Strully et al.18,19 and Smith20 proposed that Tarlov cysts form as a result of increased CSF hydrostatic pressure. They point out that spinal nerve roots are in communication with the thecal sac, and that there is myelographic evidence that spinal fluid flows within the nerve roots and could produce dilatation due to either higher hydrostatic pressure or inherent, traumatic, or iatrogenic weakness in the nerve root sheath. They also point out that the frequency and size of Tarlov cysts along the spine can be correlated with the rostral-caudal hydrostatic pressure gradient.17,18 Several reports on patients with Tarlov cysts have documented either a history of straining or coughing or an exacerbation of symptoms by these maneuvers.7,10,11,18 We also are aware of two cases of Tarlov cysts in patients with pseudotumor cerebri. However, no criteria have been established to determine who might benefit from CSF shunting for Tarlov cysts, and investigations are ongoing.

Diagnosis

The treatment of a symptomatic Tarlov cyst first requires a correct diagnosis. Unfortunately, many patients languish with undiagnosed or untreated symptomatic cysts due to the incorrect “rule” that Tarlov cysts always are asymptomatic, regardless of the presence of blatant compression of adjacent nerves or extensive bone erosion. Such patients often are relegated to an escalation of narcotics, injection procedures, and neuromodulatory medications as they become progressively more symptomatic. It is not uncommon to encounter patients who have developed narcotic dependency after management with extended-release morphine, transdermal fentanyl, or implanted pain pumps before they are finally referred for meningeal cyst evaluation.

Even more unfortunately, we have encountered patients with symptomatic Tarlov cysts that were misdiagnosed with a variety of other ailments and treated unsuccessfully with a variety of procedures, such as hysterectomy, laparoscopic exploration, endometriosis surgery, oophorectomy, appendectomy, surgery for piriformis syndrome, sacroiliac joint fusion with implanted cages, fusion of degenerative discs in the adjacent spine, coccygectomy, and urinary bladder procedures (Fig. 115-4).

Symptoms

Tarlov cysts can be found anywhere spinal nerve roots are present and can produce corresponding radiculopathic symptoms. In our experience, symptomatic Tarlov cysts are most commonly encountered in the sacral region. The sacral radiculopathy pattern produced can include a multitude of symptoms, including sacral pain and numbness radiating down the backs of the legs to the bottoms of the feet in the S1 or S2 dermatomes; perineal pain; rectal pain; numbness in the S2-5 dermatomes; neurogenic bladder findings such as urgency, frequency, nocturia, and urinary retention with the need to perform a Valsalva or Credé maneuver to initiate voiding (S3-4); bowel dysfunction requiring the use of laxatives (S2-3); dyspareunia in women; and erectile/sexual dysfunction in men. Symptoms often are positional, being exacerbated by sitting or standing and improved by lying down. This finding supports the notion that symptoms are related to variations in hydrostatic cyst pressures. Cyst expansion also can produce adjacent bone erosion, resulting in painful insufficiency fractures.

Patients typically describe a crippling inability to sit, describing the feeling as being like “sitting on a rock,” causing them to constantly shift from hip to hip when seated in a fruitless quest to find a comfortable position. They often are unable to participate in sitting-related activities, such as driving, working seated at a desk, dining out, or going to movies, events, and religious services. Many patients are forced to carry cushions or pillows to sit on wherever they go in an attempt to ameliorate their seated discomfort.

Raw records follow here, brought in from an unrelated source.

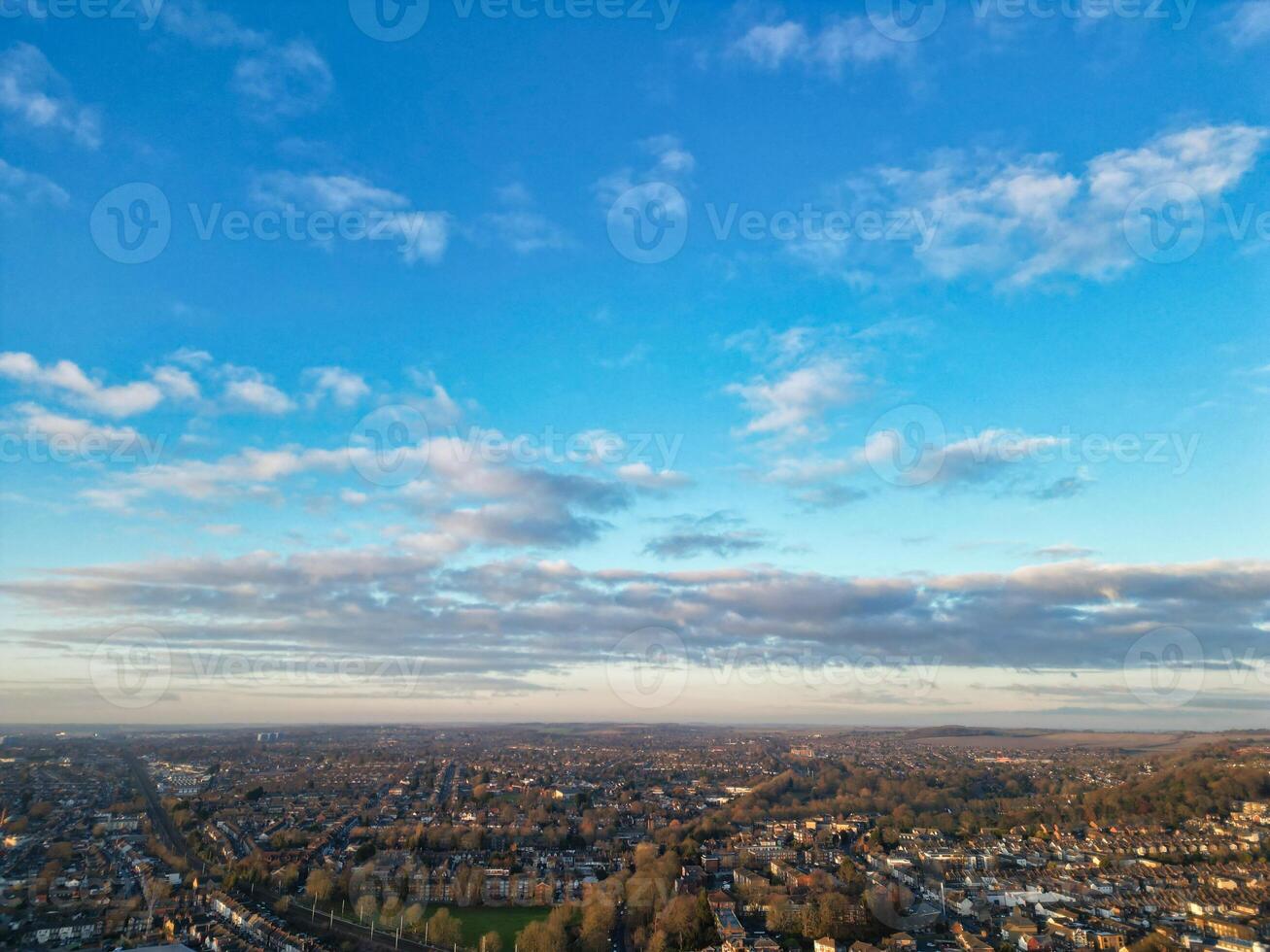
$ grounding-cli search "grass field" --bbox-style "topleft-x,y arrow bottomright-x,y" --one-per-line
448,906 -> 551,952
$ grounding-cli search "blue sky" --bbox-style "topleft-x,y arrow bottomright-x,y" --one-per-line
0,0 -> 1270,728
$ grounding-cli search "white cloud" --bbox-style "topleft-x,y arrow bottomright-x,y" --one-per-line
1223,0 -> 1270,50
203,522 -> 243,538
727,357 -> 861,439
617,463 -> 692,492
252,171 -> 450,264
158,0 -> 266,50
729,17 -> 910,76
305,367 -> 371,407
596,135 -> 698,210
230,40 -> 335,119
791,124 -> 1267,289
0,352 -> 162,417
154,365 -> 202,400
0,158 -> 71,207
224,371 -> 294,417
0,42 -> 102,149
5,404 -> 140,446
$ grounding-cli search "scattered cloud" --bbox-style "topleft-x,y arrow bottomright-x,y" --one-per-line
1221,0 -> 1270,50
230,40 -> 335,119
0,158 -> 71,210
791,124 -> 1270,289
0,42 -> 102,149
303,367 -> 371,407
728,17 -> 914,79
644,510 -> 770,559
0,351 -> 162,418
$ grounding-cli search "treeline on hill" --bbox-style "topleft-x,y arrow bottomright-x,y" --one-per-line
682,746 -> 1270,845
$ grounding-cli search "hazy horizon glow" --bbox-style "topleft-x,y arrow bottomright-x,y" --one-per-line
0,0 -> 1270,730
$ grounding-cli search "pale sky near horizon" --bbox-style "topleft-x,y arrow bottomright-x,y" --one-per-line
0,0 -> 1270,729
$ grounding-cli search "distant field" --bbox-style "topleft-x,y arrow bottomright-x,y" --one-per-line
447,906 -> 551,952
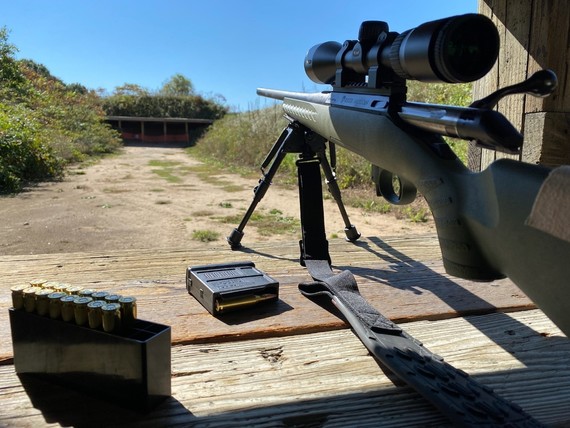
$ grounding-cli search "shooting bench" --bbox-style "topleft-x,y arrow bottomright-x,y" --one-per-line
0,235 -> 570,427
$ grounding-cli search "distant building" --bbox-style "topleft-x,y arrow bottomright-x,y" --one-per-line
106,116 -> 213,144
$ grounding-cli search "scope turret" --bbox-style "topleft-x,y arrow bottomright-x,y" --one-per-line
305,14 -> 499,88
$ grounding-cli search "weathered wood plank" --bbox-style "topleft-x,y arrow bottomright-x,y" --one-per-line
526,0 -> 570,113
0,235 -> 534,361
523,112 -> 570,166
0,310 -> 570,427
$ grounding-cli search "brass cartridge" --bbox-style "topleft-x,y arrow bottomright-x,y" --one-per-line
73,297 -> 93,325
215,293 -> 277,313
91,291 -> 109,300
40,281 -> 62,291
23,287 -> 41,312
101,303 -> 121,333
104,294 -> 122,303
60,295 -> 75,322
66,285 -> 84,297
36,288 -> 53,316
119,296 -> 137,327
48,291 -> 66,320
10,284 -> 30,309
87,300 -> 106,328
77,288 -> 95,297
30,279 -> 47,287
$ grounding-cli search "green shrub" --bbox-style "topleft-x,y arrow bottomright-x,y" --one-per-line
0,28 -> 121,193
0,103 -> 62,193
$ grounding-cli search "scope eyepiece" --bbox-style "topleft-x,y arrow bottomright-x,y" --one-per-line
305,14 -> 499,86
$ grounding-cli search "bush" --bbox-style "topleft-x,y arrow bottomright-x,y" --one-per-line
0,28 -> 121,193
103,93 -> 227,119
191,81 -> 471,189
0,103 -> 62,193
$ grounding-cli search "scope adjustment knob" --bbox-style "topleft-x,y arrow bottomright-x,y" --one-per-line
358,21 -> 389,45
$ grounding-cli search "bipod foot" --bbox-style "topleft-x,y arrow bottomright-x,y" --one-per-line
226,228 -> 243,250
344,224 -> 361,242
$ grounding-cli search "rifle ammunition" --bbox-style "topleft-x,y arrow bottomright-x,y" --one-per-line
10,284 -> 30,309
30,279 -> 47,287
91,291 -> 109,300
101,303 -> 121,333
77,288 -> 95,297
60,295 -> 75,322
119,297 -> 137,327
36,288 -> 53,316
87,300 -> 106,328
216,294 -> 277,313
23,287 -> 41,312
48,291 -> 66,320
42,281 -> 61,291
104,294 -> 122,303
73,297 -> 93,325
67,285 -> 84,297
186,262 -> 279,316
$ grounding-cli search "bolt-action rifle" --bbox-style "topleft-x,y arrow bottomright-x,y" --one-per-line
228,14 -> 570,427
246,14 -> 570,335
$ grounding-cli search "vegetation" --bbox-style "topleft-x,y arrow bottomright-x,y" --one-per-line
103,74 -> 227,119
0,28 -> 120,193
189,82 -> 472,222
0,28 -> 227,193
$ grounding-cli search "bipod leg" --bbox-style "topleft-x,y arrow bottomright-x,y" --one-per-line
226,124 -> 303,250
317,148 -> 360,242
297,157 -> 331,266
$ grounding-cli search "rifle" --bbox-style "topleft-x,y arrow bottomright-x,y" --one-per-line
227,14 -> 570,427
247,14 -> 570,342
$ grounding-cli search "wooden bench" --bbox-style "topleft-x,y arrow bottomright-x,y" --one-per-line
0,234 -> 570,427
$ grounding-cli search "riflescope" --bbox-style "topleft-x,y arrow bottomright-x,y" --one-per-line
305,14 -> 499,88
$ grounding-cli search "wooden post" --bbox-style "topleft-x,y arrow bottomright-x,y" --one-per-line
468,0 -> 570,171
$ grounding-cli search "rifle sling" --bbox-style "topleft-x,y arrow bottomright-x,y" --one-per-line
299,260 -> 542,427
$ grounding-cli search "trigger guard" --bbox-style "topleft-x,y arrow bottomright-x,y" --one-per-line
377,169 -> 417,205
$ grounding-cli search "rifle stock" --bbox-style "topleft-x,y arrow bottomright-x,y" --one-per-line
258,89 -> 570,335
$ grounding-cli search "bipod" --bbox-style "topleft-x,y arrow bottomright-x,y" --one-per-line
227,122 -> 360,266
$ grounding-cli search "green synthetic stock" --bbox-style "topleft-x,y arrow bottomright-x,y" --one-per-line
258,89 -> 570,335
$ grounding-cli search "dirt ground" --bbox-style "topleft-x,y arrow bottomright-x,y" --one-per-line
0,146 -> 434,255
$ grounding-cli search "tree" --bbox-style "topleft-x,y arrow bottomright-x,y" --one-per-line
159,73 -> 194,97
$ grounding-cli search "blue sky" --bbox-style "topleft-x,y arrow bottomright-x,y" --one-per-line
0,0 -> 477,110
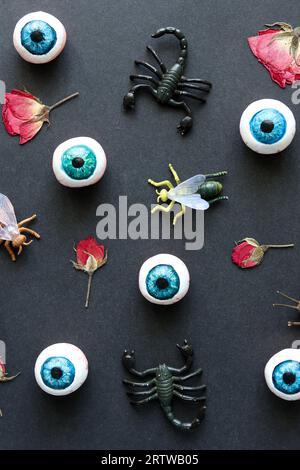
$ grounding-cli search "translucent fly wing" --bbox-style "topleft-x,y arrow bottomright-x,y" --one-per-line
0,193 -> 19,240
168,175 -> 206,200
170,194 -> 209,211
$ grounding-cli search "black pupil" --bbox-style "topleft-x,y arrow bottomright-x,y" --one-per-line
282,372 -> 296,385
51,367 -> 62,379
156,277 -> 169,289
260,119 -> 274,134
30,30 -> 44,42
72,157 -> 84,168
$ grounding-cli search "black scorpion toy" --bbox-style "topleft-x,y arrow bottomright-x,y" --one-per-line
123,28 -> 212,135
122,340 -> 206,430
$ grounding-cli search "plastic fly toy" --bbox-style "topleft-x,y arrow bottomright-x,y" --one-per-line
0,193 -> 40,261
148,163 -> 228,225
123,27 -> 212,135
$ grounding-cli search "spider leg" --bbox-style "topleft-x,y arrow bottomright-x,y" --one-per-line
174,90 -> 206,103
151,201 -> 175,214
130,393 -> 158,405
123,379 -> 155,387
123,83 -> 156,109
173,390 -> 206,403
173,368 -> 202,382
180,76 -> 212,88
126,387 -> 156,397
18,214 -> 36,227
178,82 -> 210,93
4,240 -> 17,261
129,74 -> 158,86
168,98 -> 193,135
19,227 -> 41,238
147,46 -> 167,73
134,60 -> 162,79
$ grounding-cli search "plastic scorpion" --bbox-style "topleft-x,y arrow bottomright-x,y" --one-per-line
123,27 -> 212,135
122,340 -> 206,430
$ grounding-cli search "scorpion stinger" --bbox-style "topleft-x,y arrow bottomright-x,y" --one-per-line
123,27 -> 212,135
122,340 -> 206,431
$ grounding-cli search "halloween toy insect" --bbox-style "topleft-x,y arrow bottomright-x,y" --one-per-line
0,340 -> 20,417
123,27 -> 212,135
123,340 -> 206,430
148,163 -> 228,225
0,193 -> 40,261
273,290 -> 300,326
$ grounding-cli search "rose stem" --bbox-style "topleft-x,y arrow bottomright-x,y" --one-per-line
85,273 -> 93,308
49,91 -> 79,111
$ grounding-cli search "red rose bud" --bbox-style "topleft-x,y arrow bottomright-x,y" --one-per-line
248,22 -> 300,88
72,237 -> 107,308
231,238 -> 294,268
2,90 -> 79,144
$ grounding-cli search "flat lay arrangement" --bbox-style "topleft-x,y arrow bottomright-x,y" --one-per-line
0,0 -> 300,452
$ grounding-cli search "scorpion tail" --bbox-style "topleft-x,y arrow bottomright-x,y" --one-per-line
164,406 -> 206,431
151,27 -> 187,65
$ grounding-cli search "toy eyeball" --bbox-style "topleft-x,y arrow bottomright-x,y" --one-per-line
139,254 -> 190,305
13,11 -> 67,64
240,99 -> 296,155
34,343 -> 88,396
52,137 -> 107,188
265,348 -> 300,401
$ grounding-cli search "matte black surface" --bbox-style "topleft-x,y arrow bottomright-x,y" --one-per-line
0,0 -> 300,449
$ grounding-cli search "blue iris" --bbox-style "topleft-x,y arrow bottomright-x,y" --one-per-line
21,20 -> 57,55
61,145 -> 97,180
272,361 -> 300,395
41,356 -> 75,390
250,108 -> 286,145
146,264 -> 180,300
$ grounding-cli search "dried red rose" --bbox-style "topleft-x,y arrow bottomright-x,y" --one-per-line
248,22 -> 300,88
72,237 -> 107,308
2,90 -> 79,144
231,238 -> 294,268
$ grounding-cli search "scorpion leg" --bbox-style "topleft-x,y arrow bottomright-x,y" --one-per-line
178,82 -> 210,93
147,46 -> 167,73
134,60 -> 162,79
18,214 -> 36,227
168,98 -> 193,135
173,384 -> 206,392
123,83 -> 156,109
4,240 -> 16,261
173,390 -> 206,403
174,90 -> 206,103
173,368 -> 203,382
180,76 -> 212,88
122,349 -> 156,377
129,393 -> 158,405
129,74 -> 158,86
126,387 -> 156,397
123,379 -> 155,387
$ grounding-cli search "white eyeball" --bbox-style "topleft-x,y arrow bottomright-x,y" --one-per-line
265,348 -> 300,401
52,137 -> 107,188
240,99 -> 296,155
139,253 -> 190,305
34,343 -> 88,396
13,11 -> 67,64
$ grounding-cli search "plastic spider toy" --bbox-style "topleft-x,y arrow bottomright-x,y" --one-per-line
122,340 -> 206,431
123,27 -> 212,135
148,163 -> 228,225
0,193 -> 41,261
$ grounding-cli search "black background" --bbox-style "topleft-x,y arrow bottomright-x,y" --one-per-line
0,0 -> 300,449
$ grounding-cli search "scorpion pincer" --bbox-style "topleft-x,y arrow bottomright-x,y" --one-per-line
122,340 -> 206,431
123,27 -> 212,135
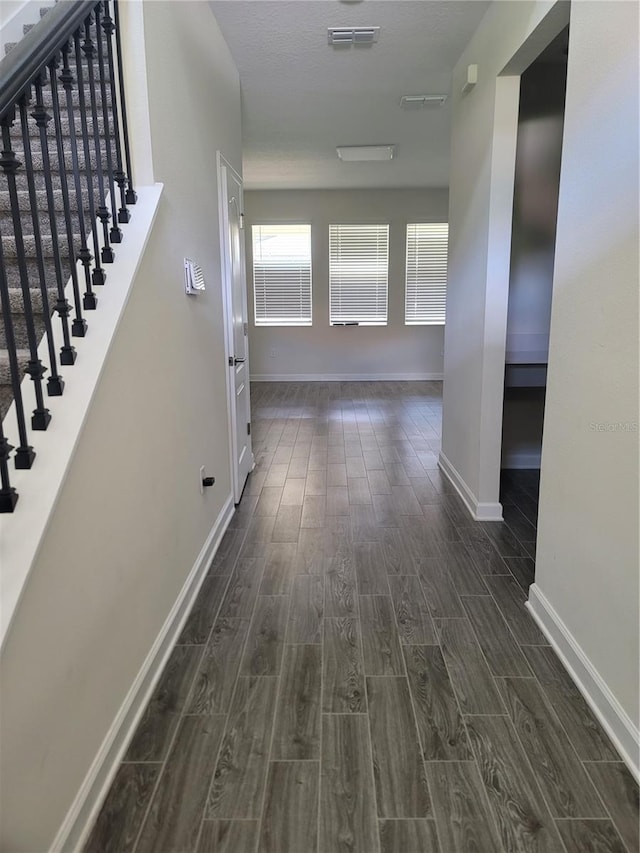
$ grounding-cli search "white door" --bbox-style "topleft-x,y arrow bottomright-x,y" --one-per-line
218,152 -> 254,503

The severe limitation on quality of life experienced by these patients often costs them their employment, results in depression as they find themselves progressively housebound and unable to participate in social activities, and contributes to marital dysfunction and divorce. Making matters worse, some patients may be told by medical professionals that Tarlov cysts are always asymptomatic, despite obvious evidence to the contrary.